La vicenda nasce dalla chiamata pervenuta alla locale Sala Operativa in data 12 luglio 2026, nell’ambito della quale veniva segnalata la presenza di una donna che camminava, priva di scarpe, su una pubblica via in forte stato di agitazione. Nella circostanza, la vittima aveva dichiarato agli agenti intervenuti di trovarsi in strada a seguito di un litigio con il compagno, motivo per il quale era scappata da casa per paura di un’aggressione da parte dell’uomo.
Le successive e immediate attività investigative coordinate dalla Procura della Repubblica di Vibo Valentia, sviluppate attraverso l’audizione protetta della vittima, l’escussione di numerosi testimoni, l’acquisizione della relativa documentazione medica e la costante attività di riscontro delle dichiarazioni rese, hanno consentito di ricostruire un grave quadro indiziario caratterizzato da una progressiva e sistematica condotta di controllo, sopraffazione e violenza nei confronti della donna.
In particolare, l’indagine ha consentito di accertare che, a far data dal 2018, durante il periodo di convivenza della coppia in una città del nord Italia, l’uomo aveva già adottato comportamenti maltrattanti nei confronti della compagna, consistiti in reiterati atti di minaccia, violenza fisica e verbale, facendo emergere un quotidiano clima di terrore e totale sopraffazione, al punto da indurre la donna a non denunciare le vessazioni subite per timore di una reazione dell’indagato. Tali comportamenti, poi, sono proseguiti con sistematica abitualità anche quando i due si sono trasferiti in provincia di Vibo Valentia.
Tra le gravi condotte criminose realizzate dall’uomo nel corso degli anni, è stato accertato che in una occasione l’uomo l’ha spinta violentemente provocandole lesioni alla testa; in un’altra occasione, invece, lo stesso ha addirittura cosparso di benzina la vittima per poi darle fuoco, cagionandole ustioni di terzo grado sull’avambraccio e piede sinistri. In entrambi casi la donna, recatasi al pronto soccorso per le cure del caso, aveva dichiarato di essere stata vittima di incidenti domestici, per paura di ritorsioni da parte del suo aguzzino.

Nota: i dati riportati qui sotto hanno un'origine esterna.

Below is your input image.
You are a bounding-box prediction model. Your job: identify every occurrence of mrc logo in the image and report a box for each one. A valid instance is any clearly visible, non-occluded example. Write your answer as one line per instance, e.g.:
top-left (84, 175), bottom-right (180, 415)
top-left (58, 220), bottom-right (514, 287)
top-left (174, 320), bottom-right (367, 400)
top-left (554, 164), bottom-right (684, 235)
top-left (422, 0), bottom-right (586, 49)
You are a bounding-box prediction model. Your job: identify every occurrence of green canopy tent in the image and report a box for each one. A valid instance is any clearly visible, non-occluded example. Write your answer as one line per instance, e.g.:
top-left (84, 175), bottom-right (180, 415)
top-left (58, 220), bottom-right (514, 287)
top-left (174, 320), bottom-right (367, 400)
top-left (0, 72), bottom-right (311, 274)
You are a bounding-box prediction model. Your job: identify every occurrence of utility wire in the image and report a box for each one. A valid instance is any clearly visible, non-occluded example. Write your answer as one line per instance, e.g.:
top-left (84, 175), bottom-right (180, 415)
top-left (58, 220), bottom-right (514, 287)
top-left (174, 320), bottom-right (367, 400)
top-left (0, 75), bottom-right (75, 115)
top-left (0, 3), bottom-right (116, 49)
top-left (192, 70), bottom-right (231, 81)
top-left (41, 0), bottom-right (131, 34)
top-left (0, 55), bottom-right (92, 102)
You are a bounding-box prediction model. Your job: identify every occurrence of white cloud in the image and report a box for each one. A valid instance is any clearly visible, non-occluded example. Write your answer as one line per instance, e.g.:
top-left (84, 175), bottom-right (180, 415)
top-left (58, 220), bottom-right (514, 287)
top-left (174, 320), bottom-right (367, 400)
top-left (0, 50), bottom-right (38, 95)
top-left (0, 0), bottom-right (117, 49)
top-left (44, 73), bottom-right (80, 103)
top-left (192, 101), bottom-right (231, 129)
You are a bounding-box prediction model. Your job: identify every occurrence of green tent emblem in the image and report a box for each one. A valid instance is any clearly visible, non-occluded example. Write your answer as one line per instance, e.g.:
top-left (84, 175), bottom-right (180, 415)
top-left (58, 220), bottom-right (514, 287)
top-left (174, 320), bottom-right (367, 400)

I gravi indizi di colpevolezza acquisiti nei confronti dell’indagato in relazione ai reati contestatigli hanno consentito al Pubblico Ministero, titolare delle indagini, a richiedere ed ottenere dal competente Giudice per le Indagini Preliminari una idonea misura cautelare degli arresti domiciliari, attesa anche la circostanza che la donna, nel frattempo, si è allontanata dall’uomo e dall’abitazione familiare.
La Questura di Vibo Valentia rinnova il proprio invito a tutte le vittime di maltrattamenti, atti persecutori, violenze sessuali o di qualsiasi altra forma di violenza di genere a rivolgersi con fiducia alle Forze di Polizia. Denunciare tempestivamente significa consentire l’immediata attivazione degli strumenti di protezione previsti dall’ordinamento e interrompere situazioni di sopraffazione e violenza, prima che possano aggravarsi.